Par Fabio Nassif
Non. Ceci n’est pas un texte ayant pour intention d’apporter de l’eau au moulin de la droite brésilienne qui tente, avec l’appui des médias bourgeois, de mettre complètement en échec toute perspective de transformation sociale à gauche.
L’intention principale des mots qui suivent est de dialoguer avec qui, comme moi, a été choqué par la présence de la Police fédérale à la porte de la maison de l’un des plus grands leaders populaires que la gauche brésilienne ait produit dans les dernières décennies. Vendredi 4 mars, Lula [1] a été entendu par les autorités dans le cadre d’une enquête sur de supposées relations de promiscuité existant entre l’ex-président et des grandes entreprises.
Selon toutes les indications, l’arrestation de Lula n’était pas nécessaire. Ce serait un abus de plus contre un citoyen brésilien, comme il en est commis tous les jours de la part des autorités et de l’Etat. Et, visiblement, les grands médias en ont rajouté des couches, usant et abusant de l’événement pour discréditer Lula. Face au silence observé par les médias sur d’autres suspicions de corruption de toucans, de « péemdébistes » [de « PMDB »] et de représentants de la droite traditionnelle, il y a de quoi avoir aujourd’hui un goût amer. Il faudrait juste rappeler le nombre si élevé d’alliés de Lula et du PT et d’opposants de droite au gouvernement de Dilma qui se baladent impunis à travers Brasilia [la capitale gouvernementale du Brésil].
Il y a beaucoup de questions à poser dans l’actuelle conjoncture. Il y a beaucoup d’intérêts, beaucoup de personnages et beaucoup de soupçons que nous devons examiner avec honnêteté face à une telle situation. Pour l’heure, il est prudent de réfléchir au moins à ce que nous ne devons pas faire ou dire n’importe où. Et, surtout, il ne faut jamais perdre de vue que nos opinions doivent être guidées par ce que nous croyons être le mieux pour réussir à construire une conscience politique et un projet en faveur des secteurs les plus exploités et opprimés de la société.
«Adieu, Lula?»
Le film allemand «Goodbye, Lénine!» (qui pourrait très bien s’appeler «Goodbye, Staline»), loin de chercher à sauver l’héritage historique de ce que fut le «socialisme réel» (qui du socialisme n’avait rien), nous apporte une réflexion sur un passé et un présent embourbés dans les contradictions et le manque de perspectives. Dans ce film, une Madame Kerner tombe dans le coma peu avant la chute du mur de Berlin. Elle se réveille en 1990, après la chute du Mur. Son fils Alexandre, préoccupé par les conséquences que la nouvelle du triomphe du capitalisme pourraient avoir dans la santé de sa mère, cherche des façons de lui cacher cette réalité, principalement au travers de vidéos simulant un Berlin d’avant la chute du mur.

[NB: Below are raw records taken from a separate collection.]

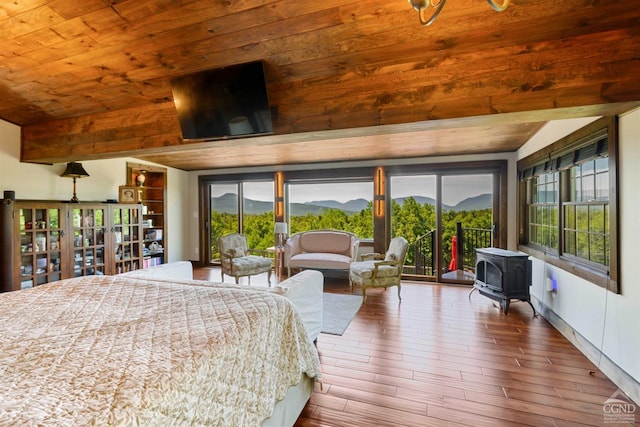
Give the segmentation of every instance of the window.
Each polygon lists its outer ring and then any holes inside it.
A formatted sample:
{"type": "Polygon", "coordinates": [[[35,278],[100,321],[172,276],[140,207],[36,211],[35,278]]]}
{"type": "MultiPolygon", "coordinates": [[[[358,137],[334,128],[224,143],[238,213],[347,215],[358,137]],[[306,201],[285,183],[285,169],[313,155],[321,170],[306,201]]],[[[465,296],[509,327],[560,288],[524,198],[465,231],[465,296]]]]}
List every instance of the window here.
{"type": "Polygon", "coordinates": [[[373,180],[288,183],[290,233],[345,230],[373,239],[373,180]]]}
{"type": "Polygon", "coordinates": [[[617,283],[616,121],[598,120],[518,162],[525,252],[612,291],[617,283]]]}
{"type": "Polygon", "coordinates": [[[559,174],[534,176],[527,182],[529,242],[557,252],[559,174]]]}

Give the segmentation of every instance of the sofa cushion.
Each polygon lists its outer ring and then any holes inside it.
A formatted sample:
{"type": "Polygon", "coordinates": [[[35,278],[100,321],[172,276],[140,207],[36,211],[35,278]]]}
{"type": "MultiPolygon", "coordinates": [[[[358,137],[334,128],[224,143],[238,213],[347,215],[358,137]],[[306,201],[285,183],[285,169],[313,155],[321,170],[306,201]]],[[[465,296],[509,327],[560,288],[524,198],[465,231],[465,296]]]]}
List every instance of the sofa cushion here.
{"type": "Polygon", "coordinates": [[[301,253],[289,259],[289,267],[314,268],[318,270],[348,270],[351,257],[340,254],[316,252],[301,253]]]}
{"type": "Polygon", "coordinates": [[[304,252],[349,254],[351,236],[333,231],[311,231],[300,236],[300,248],[304,252]]]}

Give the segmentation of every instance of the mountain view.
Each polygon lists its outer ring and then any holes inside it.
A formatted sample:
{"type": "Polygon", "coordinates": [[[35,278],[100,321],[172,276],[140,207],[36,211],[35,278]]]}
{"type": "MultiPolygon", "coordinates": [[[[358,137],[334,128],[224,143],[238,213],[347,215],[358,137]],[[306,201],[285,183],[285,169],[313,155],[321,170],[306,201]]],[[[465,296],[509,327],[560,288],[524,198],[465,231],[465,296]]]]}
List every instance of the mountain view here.
{"type": "MultiPolygon", "coordinates": [[[[396,203],[402,205],[408,197],[399,197],[394,199],[396,203]]],[[[420,205],[430,204],[434,205],[435,200],[430,197],[413,196],[416,202],[420,205]]],[[[221,213],[236,213],[237,212],[237,195],[236,194],[223,194],[220,197],[213,197],[211,199],[212,207],[214,210],[221,213]]],[[[292,203],[290,204],[291,215],[318,215],[325,209],[338,209],[347,213],[360,212],[367,207],[367,200],[354,199],[348,202],[338,202],[336,200],[316,200],[305,203],[292,203]]],[[[489,209],[492,204],[491,194],[481,194],[479,196],[469,197],[462,200],[455,206],[443,205],[444,210],[452,211],[474,211],[481,209],[489,209]]],[[[245,199],[244,200],[245,213],[250,215],[261,214],[273,210],[273,203],[262,202],[258,200],[245,199]]]]}

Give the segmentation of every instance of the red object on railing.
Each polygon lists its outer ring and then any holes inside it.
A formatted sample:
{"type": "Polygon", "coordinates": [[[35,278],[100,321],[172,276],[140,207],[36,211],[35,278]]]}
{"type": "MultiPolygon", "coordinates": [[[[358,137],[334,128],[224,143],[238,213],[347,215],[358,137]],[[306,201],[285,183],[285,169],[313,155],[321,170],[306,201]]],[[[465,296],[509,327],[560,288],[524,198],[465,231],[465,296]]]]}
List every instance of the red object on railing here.
{"type": "Polygon", "coordinates": [[[456,255],[458,254],[458,237],[453,236],[451,238],[451,262],[449,263],[449,271],[457,270],[458,262],[456,255]]]}

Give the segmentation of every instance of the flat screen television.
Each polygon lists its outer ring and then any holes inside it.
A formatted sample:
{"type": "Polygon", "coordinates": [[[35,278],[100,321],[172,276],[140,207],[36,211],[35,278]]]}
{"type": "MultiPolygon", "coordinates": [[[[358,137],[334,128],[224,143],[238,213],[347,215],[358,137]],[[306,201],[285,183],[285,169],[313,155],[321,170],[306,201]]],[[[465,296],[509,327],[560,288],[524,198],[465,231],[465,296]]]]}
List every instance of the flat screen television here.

Lula n’a absolument rien à voir avec Lénine, pas plus que le « socialisme réel » ne ressemble ne serait-ce qu’aux projets des gouvernements pétistes. Le parallèle que je prétends établir entre ce film et la situation brésilienne actuelle ne porte que sur les personnes qui paraissent vivre dans une chambre d’hôpital en continuant à croire qu’elles vivent dans une réalité passée. Il est frappant de voir la grande quantité de personnes qui, au lieu d’accepter les contradictions des deux réalités que sont le passé et le présent, de sortir du coma et de bouger, préfèrent essayer de se convaincre qu’elles sont en train de vivre une réalité différente de celle qu’elles sont objectivement en train de vivre.
Comme le suggèrent même les livres de développement personnel, le premier pas vers un quelconque dépassement est de reconnaître nos propres échecs. Il existe un grand débat au sein de la gauche sur les impacts de la chute du Mur de Berlin du point de vue des secteurs qui ne défendent ni le « socialisme réel » ni le capitalisme. Je ne veux pas entrer dans cette polémique. Mais ce qui est tout à fait évident, c’est que le mur est tombé sur la gauche socialiste anti-Staline.
Au Brésil, il se peut bien que le monde du lulisme soit en train de tomber. Et là, il existe les réactions les plus variées par rapport à ce fait : il y a celui qui cherche à croire que le mur n’est pas en train de tomber, celui qui court pour réparer le mur, celui qui défend un muret incapable d’établir une quelconque division entre les « deux mondes » et celui qui, reconnaissant que le mur lui est tombé sur la tête, veut réfléchir à la manière sortir des décombres afin de construire un monde nouveau et très différent des deux mondes qui, dans la métaphore utilisée, étaient soi-disant séparés.
L’approfondissement de la polarisation qui a divisé le pays tourne autour de la dispute entre deux réalités désastreuses. D’un côté, il y a les défenseurs du lulisme et, de l’autre, les défenseurs de perspectives encore plus conservatrices pour le Brésil. Les deux sont catastrophiques. Les deux sont le produit d’un mur qui nous est tombé dessus.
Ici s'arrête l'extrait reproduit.